Someone To Look Up To
I felt guilty at first because my first thought was, “Thank God.” I couldn’t stand the thought of seeing her suffer in a hospital bed until she perished. Growing up in the funeral business, I hate to see someone’s death become the defining moment of his or her life. When my other Grandmother died 13 years ago, cancer wilted her away to nothing. Now whenever I think of her, I have an image of her in a turban, almost skeletal, waiting to die. I vowed never to let someone’s death define his or her life in my head. Over a decade later, I wasn’t sure that I had the emotional wherewithal to handle watching someone I love so much suffer again.
Instead, my memories of my grandmother will be of a strong, vibrant, outspoken woman. At age 82, most of her hair was still jet-black and her eyes were bright blue. My liberal feminist bent can be attributed to her, despite the fact that she was a proud Republican. She was one of the first women to serve in the U.S. Coast Guard. She was happily married for 56 years. She and my grandfather took me to Disney World 6 times, and once we went on a road trip to Connecticut. She was always the first one to make fun of me when I did something stupid and the first to congratulate me for any accomplishment. She lived a block away, and for years I would stop at her house for breakfast in the mornings on the way to school and for milkshakes which should would make in her blender for me at night. (She always thought I was too thin). I would sleep over her house on Friday nights when I was a lad in the single-digits, and I would make her sleep in the bed with me until I fell asleep. I never came out to her, but I suspect she would not care too much, as long as I were happy. I will try not to mourn her death. I will celebrate her life.
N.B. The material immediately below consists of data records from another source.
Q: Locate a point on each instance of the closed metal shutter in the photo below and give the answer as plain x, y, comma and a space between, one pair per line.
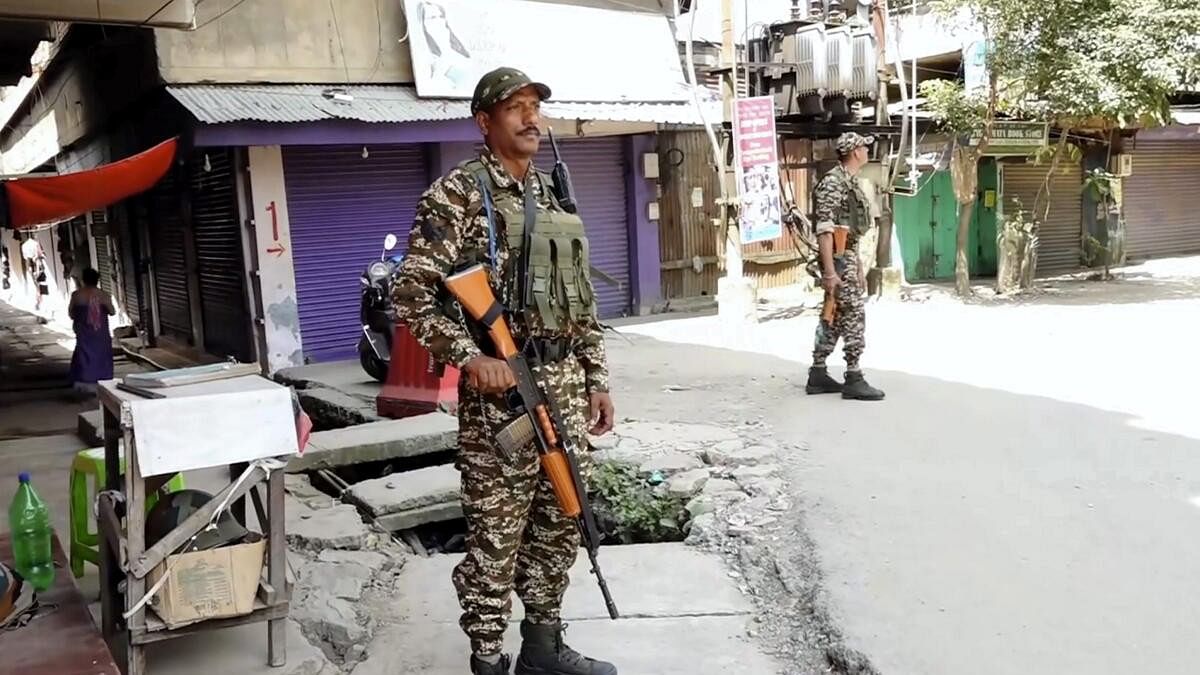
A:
102, 243
1162, 199
598, 172
341, 207
217, 232
129, 251
1059, 238
168, 238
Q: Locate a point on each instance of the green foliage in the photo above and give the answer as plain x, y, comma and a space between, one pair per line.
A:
960, 113
630, 511
1085, 63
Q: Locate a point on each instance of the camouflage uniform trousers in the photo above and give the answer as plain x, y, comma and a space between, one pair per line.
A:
849, 320
517, 537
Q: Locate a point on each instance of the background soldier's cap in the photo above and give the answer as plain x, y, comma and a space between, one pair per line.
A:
849, 141
499, 84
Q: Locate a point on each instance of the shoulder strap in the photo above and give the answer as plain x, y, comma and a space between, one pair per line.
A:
547, 187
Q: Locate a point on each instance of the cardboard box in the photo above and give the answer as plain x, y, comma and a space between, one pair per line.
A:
202, 585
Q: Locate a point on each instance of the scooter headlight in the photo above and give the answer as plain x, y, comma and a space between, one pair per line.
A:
378, 270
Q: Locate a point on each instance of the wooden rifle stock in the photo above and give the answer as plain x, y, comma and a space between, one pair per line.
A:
831, 299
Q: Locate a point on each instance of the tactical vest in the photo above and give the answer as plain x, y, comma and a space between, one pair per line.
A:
552, 286
858, 211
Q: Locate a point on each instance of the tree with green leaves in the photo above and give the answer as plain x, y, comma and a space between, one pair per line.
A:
1083, 66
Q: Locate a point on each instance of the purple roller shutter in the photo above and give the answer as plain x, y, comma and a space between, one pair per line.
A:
341, 207
598, 172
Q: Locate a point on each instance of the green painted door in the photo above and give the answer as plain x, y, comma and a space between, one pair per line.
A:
927, 223
982, 242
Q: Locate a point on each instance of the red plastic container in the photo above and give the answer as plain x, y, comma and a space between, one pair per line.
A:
417, 383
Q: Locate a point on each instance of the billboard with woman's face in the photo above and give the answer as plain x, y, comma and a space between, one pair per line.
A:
583, 53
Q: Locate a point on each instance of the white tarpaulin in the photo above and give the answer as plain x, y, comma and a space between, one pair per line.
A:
581, 53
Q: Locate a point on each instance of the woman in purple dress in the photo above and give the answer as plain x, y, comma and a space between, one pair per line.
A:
93, 358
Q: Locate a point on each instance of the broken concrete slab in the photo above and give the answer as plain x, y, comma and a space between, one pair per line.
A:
693, 645
336, 527
409, 519
670, 464
688, 484
646, 580
303, 490
345, 580
753, 455
330, 408
239, 649
719, 487
371, 561
749, 473
408, 490
672, 435
330, 620
376, 441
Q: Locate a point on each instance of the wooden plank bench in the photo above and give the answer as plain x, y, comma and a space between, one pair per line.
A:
63, 640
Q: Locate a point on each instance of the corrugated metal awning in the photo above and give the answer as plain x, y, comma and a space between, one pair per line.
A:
389, 105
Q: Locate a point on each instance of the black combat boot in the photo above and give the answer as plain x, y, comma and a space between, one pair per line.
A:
858, 389
484, 668
821, 382
543, 652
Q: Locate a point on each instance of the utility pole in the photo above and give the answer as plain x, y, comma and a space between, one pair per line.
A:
882, 278
735, 292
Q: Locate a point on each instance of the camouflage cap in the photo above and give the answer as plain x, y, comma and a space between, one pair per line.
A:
499, 84
850, 141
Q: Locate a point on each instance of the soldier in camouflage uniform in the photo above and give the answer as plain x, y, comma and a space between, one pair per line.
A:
517, 537
840, 203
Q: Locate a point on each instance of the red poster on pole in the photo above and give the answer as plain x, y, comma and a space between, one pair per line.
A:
755, 138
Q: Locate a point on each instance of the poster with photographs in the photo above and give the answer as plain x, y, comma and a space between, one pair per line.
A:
757, 169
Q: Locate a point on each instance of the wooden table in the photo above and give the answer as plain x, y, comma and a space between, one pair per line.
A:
63, 640
125, 557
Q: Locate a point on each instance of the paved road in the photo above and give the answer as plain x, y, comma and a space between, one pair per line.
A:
1027, 497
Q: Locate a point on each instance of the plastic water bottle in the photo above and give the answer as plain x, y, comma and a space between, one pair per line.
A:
29, 521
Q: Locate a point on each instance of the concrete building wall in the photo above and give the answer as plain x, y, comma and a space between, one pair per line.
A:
289, 41
276, 270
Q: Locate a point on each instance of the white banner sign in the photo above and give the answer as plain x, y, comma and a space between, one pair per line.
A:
581, 53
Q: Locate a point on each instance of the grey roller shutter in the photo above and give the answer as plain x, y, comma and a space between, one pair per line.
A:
1162, 199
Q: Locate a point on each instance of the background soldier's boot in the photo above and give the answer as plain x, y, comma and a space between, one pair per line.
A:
857, 388
543, 652
821, 382
484, 668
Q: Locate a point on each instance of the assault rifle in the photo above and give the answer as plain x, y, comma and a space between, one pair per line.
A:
839, 249
541, 419
564, 191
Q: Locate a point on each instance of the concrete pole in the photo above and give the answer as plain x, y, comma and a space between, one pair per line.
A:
733, 269
735, 292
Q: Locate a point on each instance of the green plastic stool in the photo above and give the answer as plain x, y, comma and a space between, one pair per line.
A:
85, 543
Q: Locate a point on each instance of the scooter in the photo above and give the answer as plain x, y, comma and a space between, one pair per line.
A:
377, 314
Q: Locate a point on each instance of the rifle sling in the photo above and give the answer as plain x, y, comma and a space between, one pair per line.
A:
531, 216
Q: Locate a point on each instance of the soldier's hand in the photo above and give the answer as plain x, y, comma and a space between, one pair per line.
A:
831, 282
603, 413
489, 375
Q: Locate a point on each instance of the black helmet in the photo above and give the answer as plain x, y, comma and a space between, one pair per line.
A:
174, 508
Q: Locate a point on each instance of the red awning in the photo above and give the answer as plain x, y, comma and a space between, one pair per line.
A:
40, 201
She leaves behind a husband, 2 children, 1 brother and 5 grandchildren (3 of whom have her blue eyes). It still hasn’t sunk in yet, but I know I already miss her very much. And no matter how much I didn’t want to see her suffer, it will be little consolation once I realize that I won’t see her again. I was home last weekend and got to spend a little time with her. I sat on the porch with her and answered all her questions (she asked the same questions over and over). She asked if I were happy, and I said that I thought I was. She told me to make sure that I am happy all the time. I kissed her goodbye, told her I loved her and left. It was the last time I would ever talk to her while she was here on earth. But it’s not the last time we’ll ever talk.